Influencer reveals how much she earns from TikTok, YouTube, Facebook and Instagram: ‘My jaw dropped’

An influencer has candidly revealed how much money she earns from each social media platform for her content.

Erika Kullberg, a lawyer who uses her TikTok to share investment advice, money-saving hacks and travel tips, has accumulated more than 9m followers on the platform. In addition to her TikTok followers, she has 4.1m followers on Instagram, 3.3m followers on Facebook and 755,000 subscribers on her YouTube channel.

In a video posted to her TikTok on Wednesday, the content creator and founder of legal tech startup, Plug and Law, opened up about the income she makes as a result of her followings and content, with Kullberg revealing that she earns a few dollars each day from the video-sharing platform alone.

“In case you’re curious, here is how much every social media platform has paid me with 17m followers,” Kullberg began the video.

According to Kullberg, who noted that she started creating TikTok videos “exactly a year ago,” she has since accumulated a “lifetime total” of 452m views on the platform. “And you can see that I’m making a few dollars each day,” she continued as she showed a screen recording of the daily payments, which ranged from $2.23 to $24.88.

“That brings my total earnings on TikTok to $3,255,” Kullberg revealed, before adding: “BUT, wait until you compare that to YouTube.”

TikTok pays creators through its Creator Fund, which the platform created as a way of giving creators the “opportunity to earn money doing what they love and turn their passion into a livelihood”. According to the platform, the funds that each creator can earn “are worked out by a combination of factors; including the number of views and the authenticity of those views, the level of engagement on the content, as well as making sure content is in line with our Community Guidelines and Terms of Service”.

To be eligible for the Creator Fund, TikTok notes that a creator must be based in the US, UK, France, Germany, Spain or Italy, be at least 18, have at least 10,000 followers and have at least 100,000 video views in the last 30 days.

The influencer then moved on to her Facebook account, where she said she began posting videos just a few months ago. According to Kullberg, since she started using the platform to share her content, she has received “three payouts,” with the first for $447 and the second for $895.

Kullberg then revealed that she received her biggest payout from Facebook in September, when she earned $1,729 from the platform.

While reflecting on her Facebook content, Kullberg noted that the “cool thing” is that the videos she posts on the platform are the same ones “she already made for TikTok”.

“So there’s no extra work besides hitting upload,” she said.

In the video, Kullberg then directed her attention to Instagram, where she said her videos have received 263m views.

Kullberg said that Instagram “pays some creators, but not if you have over 1m followers,” which she said means that she has made zero dollars from the social media platform. While influencers can make a significant amount from Instagram posts, the revenue does not come from the platform directly, but rather from brands and advertisers.

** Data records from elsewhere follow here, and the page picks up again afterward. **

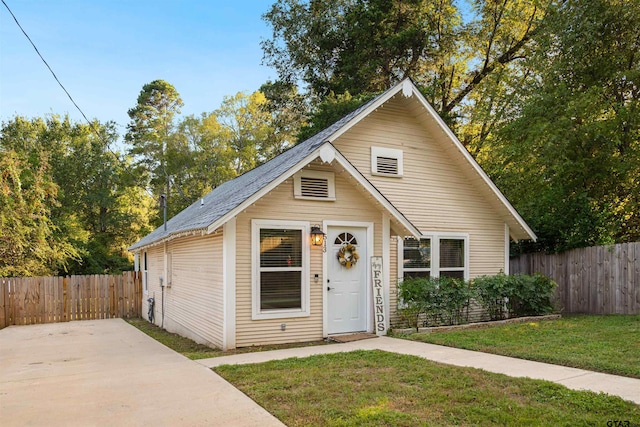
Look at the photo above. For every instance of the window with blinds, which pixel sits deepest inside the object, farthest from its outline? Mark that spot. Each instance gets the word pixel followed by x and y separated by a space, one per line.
pixel 416 258
pixel 434 256
pixel 280 269
pixel 452 258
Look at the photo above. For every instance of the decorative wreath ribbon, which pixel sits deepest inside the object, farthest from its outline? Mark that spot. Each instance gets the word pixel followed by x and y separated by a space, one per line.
pixel 348 255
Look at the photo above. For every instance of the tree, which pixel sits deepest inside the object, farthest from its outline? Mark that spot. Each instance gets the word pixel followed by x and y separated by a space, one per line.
pixel 151 134
pixel 72 204
pixel 359 46
pixel 570 160
pixel 29 242
pixel 248 130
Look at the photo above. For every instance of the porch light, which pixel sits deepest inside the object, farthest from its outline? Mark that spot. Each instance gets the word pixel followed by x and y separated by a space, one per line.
pixel 317 236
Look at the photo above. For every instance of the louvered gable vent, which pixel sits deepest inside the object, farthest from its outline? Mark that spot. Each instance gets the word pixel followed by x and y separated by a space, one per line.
pixel 314 187
pixel 386 162
pixel 387 165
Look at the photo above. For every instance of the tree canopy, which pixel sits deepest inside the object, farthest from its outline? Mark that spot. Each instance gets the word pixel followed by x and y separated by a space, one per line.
pixel 543 93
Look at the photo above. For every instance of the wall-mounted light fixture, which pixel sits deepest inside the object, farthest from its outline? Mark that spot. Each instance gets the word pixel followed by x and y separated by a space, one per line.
pixel 317 236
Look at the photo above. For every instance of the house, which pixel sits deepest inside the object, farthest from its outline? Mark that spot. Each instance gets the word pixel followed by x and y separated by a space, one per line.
pixel 389 180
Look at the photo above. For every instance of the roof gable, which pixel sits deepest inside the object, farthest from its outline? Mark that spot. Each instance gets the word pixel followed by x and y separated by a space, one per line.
pixel 207 214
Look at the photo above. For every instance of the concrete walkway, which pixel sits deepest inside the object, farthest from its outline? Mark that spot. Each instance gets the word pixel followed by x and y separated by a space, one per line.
pixel 108 373
pixel 577 379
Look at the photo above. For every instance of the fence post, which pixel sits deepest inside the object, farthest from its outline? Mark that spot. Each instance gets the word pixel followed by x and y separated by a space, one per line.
pixel 3 303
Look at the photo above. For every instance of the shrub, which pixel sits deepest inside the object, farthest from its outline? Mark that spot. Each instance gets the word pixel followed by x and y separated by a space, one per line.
pixel 517 295
pixel 443 300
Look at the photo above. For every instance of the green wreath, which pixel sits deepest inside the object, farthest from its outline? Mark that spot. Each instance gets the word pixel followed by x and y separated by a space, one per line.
pixel 348 255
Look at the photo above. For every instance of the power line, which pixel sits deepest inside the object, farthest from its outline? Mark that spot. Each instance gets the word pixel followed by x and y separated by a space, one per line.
pixel 91 125
pixel 52 73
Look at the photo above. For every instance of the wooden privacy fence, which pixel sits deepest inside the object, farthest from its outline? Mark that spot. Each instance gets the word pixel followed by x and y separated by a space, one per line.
pixel 596 280
pixel 30 300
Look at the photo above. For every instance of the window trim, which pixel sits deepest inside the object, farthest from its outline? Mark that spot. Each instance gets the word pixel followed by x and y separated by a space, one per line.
pixel 309 173
pixel 386 152
pixel 305 309
pixel 434 270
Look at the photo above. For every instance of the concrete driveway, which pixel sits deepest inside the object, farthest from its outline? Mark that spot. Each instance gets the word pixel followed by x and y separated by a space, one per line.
pixel 106 372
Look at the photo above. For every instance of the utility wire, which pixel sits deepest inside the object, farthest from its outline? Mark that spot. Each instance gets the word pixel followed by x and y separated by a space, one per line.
pixel 91 125
pixel 52 73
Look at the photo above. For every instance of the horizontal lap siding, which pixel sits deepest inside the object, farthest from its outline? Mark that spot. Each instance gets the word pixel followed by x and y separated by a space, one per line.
pixel 194 302
pixel 350 205
pixel 434 193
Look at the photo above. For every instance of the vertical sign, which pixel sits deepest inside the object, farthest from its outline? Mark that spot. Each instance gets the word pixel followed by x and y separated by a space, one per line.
pixel 380 317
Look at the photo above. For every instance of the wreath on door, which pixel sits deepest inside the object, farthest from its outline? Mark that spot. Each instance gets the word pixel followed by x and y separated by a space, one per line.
pixel 348 255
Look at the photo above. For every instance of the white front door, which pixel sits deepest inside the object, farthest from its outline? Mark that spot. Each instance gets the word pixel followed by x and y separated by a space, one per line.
pixel 346 287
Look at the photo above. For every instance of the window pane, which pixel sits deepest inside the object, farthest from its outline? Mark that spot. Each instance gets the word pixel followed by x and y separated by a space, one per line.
pixel 280 289
pixel 451 253
pixel 417 253
pixel 280 248
pixel 416 274
pixel 456 274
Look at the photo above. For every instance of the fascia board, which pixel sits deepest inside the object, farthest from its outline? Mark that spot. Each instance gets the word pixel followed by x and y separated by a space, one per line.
pixel 364 113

According to the influencer, when it comes to how YouTube pays its creators, she said that it varies depending on whether it’s a short video or a long video.

Kullberg then used her own content as an example, showing viewers a screenshot of a short 29-second video she’d posted to the platform about a credit card hack that has since been viewed 1.8m times. “And I made $3 from it,” she said.

However, as a result of a 12-minute video she’d uploaded to the platform, which was viewed 2.3m times, YouTube paid Kullberg $35,000, according to her TikTok.

“For my grand total earnings from YouTube, and remember this is all BEFORE taxes, $196,000,” Kullberg revealed. According to Kullberg’s YouTube channel, she posted her first video on October 29, 2019.

Similarly to TikTok, YouTube has a Partner Program, which “gives creators greater access to YouTube resources and monetization features”. The eligibility requirements for the video-sharing platform include having more than 4,000 valid public watch hours in the last 12 months and more than 1,000 subscribers.

As of Thursday, Kullberg’s video has been viewed more than 1.8m times, with viewers in the comments praising her for the transparency.

“This transparency!” one person commented, while another said: “Not a lot of people would show this. That’s so cool and transparent. Congrats btw.”

“I’m always so curious how much creators make. Thanks for sharing the info!” someone else wrote.

Others revealed that they were inspired to start creating content on YouTube, with one person joking: “Okay okay I should get my YouTube channel going.”

“I need to make a YouTube,” another person wrote.